Procurada, a Vale informou que não comenta ações judiciais em tramitação, mas destacou avanços na reparação dos impactos em Brumadinho. Segundo a empresa, até dezembro de 2025 foram executados economicamente 81% do Acordo Judicial de Reparação Integral, com investimentos que incluem recuperação socioambiental, garantia de abastecimento hídrico e iniciativas de diversificação econômica, além de ações voltadas à segurança de barragens.

A Samarco, responsável pela barragem que se rompeu em Mariana, declarou solidariedade às pessoas e comunidades impactadas e afirmou que, com a assinatura do Novo Acordo do Rio Doce em 2024, passou a assumir diretamente a condução das ações de reparação e compensação. A empresa informou que segue cumprindo o acordo e que milhares de pessoas foram indenizadas, novos distritos entregues e ações de recuperação ambiental continuam em Minas Gerais e no Espírito Santo.

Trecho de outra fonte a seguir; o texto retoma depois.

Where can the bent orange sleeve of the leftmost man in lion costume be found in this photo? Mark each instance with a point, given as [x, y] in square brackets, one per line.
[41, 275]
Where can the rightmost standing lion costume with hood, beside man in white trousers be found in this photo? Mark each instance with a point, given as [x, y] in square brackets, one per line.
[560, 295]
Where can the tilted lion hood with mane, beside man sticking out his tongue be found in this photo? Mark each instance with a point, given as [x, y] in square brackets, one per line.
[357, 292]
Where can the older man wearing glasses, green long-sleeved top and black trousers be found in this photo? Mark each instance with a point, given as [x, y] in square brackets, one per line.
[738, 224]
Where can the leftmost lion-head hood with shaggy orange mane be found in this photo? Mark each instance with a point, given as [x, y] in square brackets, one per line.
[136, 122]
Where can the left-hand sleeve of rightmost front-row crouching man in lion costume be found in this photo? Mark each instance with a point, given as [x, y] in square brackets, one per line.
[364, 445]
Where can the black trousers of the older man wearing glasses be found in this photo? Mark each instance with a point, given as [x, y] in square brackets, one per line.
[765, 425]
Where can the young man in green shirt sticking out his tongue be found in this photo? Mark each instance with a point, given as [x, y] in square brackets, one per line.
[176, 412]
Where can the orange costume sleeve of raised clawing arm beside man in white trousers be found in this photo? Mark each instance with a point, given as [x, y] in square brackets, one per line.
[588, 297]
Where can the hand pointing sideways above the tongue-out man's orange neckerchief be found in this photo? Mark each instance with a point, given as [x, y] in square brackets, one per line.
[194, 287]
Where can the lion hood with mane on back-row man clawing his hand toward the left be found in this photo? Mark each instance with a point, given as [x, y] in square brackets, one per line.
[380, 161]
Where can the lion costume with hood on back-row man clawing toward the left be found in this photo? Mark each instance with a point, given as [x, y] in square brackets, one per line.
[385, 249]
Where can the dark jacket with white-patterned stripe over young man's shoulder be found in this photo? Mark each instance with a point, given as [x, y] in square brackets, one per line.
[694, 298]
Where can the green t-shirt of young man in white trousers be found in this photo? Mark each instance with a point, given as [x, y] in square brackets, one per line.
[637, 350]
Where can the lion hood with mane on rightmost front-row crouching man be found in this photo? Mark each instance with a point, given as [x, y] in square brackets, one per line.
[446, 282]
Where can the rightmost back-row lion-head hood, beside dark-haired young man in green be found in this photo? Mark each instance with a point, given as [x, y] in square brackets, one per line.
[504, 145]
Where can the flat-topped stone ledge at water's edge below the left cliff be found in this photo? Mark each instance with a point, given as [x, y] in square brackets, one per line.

Em nota, a TÜV SÜD manifestou solidariedade às vítimas e familiares, mas declarou não ter responsabilidade legal pelo rompimento da barragem em Brumadinho. A empresa afirmou que as declarações de estabilidade foram emitidas de forma legítima, em conformidade com a legislação e padrões técnicos, e que a barragem estava estável no momento dessas declarações.